VA police have chosen a career in public service and put their lives on the line, yet they are now facing tough career decisions as a result of significant decreases in pay, retirement, future earning, and promotion potential. Retention problems will only get worse if police officers are downgraded and the risks for veterans and federal employees will increase.
That is why I am concerned with VA’s massive downgrade of all “low wage” positions that threatens the very health care, benefits, and services on which veterans rely. The downgrades target 17 different positions, including police officers. The VA’s downgrade plan would affect more than 3,300 police officers nationwide. These employees are often veterans. More than 80% of police officers and more than half of all the 14,000 employees facing downgrades are veterans.

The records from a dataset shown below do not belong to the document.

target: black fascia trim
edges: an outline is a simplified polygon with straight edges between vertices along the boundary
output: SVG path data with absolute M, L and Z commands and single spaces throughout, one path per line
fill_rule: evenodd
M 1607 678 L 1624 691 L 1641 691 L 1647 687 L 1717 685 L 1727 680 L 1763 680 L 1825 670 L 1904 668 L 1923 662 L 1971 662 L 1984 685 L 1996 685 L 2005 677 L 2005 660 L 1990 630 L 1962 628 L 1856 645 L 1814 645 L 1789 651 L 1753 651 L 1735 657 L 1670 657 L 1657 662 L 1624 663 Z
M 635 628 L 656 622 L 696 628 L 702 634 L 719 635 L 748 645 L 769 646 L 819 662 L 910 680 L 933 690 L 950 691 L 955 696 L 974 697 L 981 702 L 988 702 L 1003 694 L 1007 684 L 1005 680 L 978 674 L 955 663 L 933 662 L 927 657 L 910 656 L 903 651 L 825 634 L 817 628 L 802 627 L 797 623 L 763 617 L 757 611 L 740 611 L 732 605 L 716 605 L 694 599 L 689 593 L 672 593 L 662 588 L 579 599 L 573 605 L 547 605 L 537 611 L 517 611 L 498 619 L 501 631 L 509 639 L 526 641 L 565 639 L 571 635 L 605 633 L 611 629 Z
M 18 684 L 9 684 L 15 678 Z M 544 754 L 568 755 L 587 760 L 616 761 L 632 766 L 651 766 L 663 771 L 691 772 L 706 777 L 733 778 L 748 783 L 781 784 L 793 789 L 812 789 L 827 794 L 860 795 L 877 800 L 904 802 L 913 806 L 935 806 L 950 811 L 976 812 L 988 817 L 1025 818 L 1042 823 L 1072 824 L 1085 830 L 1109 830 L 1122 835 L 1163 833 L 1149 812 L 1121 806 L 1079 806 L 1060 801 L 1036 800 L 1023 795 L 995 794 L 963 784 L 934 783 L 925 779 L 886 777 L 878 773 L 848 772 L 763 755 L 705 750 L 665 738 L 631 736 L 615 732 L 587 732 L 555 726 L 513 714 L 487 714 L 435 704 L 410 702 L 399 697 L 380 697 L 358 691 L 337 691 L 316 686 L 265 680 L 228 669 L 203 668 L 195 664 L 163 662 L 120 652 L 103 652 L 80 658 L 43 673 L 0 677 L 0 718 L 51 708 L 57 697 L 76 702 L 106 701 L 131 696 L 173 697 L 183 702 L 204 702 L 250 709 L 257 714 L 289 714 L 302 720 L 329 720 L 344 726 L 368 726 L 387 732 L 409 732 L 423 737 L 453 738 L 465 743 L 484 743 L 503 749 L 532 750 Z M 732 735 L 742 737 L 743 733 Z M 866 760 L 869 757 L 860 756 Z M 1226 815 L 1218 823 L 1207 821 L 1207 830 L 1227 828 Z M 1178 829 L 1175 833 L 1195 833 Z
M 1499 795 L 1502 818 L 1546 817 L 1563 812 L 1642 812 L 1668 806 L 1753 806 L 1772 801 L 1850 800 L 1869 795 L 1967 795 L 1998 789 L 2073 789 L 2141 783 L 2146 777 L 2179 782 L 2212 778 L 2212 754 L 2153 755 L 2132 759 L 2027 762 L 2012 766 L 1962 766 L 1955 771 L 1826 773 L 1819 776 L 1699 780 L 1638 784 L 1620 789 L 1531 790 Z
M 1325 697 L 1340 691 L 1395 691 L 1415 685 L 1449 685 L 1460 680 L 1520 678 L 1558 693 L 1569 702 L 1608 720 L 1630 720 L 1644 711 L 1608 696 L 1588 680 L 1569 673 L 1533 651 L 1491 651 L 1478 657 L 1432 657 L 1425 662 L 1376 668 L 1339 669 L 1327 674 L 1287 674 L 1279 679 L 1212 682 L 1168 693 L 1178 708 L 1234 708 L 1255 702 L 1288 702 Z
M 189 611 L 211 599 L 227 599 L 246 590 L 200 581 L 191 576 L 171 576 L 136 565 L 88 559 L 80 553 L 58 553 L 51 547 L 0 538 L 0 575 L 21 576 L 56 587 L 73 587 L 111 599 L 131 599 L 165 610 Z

Despite VA’s repeated contentions that employees will not lose pay, past downgrades have already affected hundreds of police officers across the nation who have already exhausted their two years of saved pay protection and are living with smaller paychecks. These cuts make recruiting and retaining quality employees difficult and threaten the safety and quality of care.
We rely on these dedicated public servants. I ask that you immediately review the downgrade policy and prevent any adverse impact that may occur. I look forward to continuing our work together.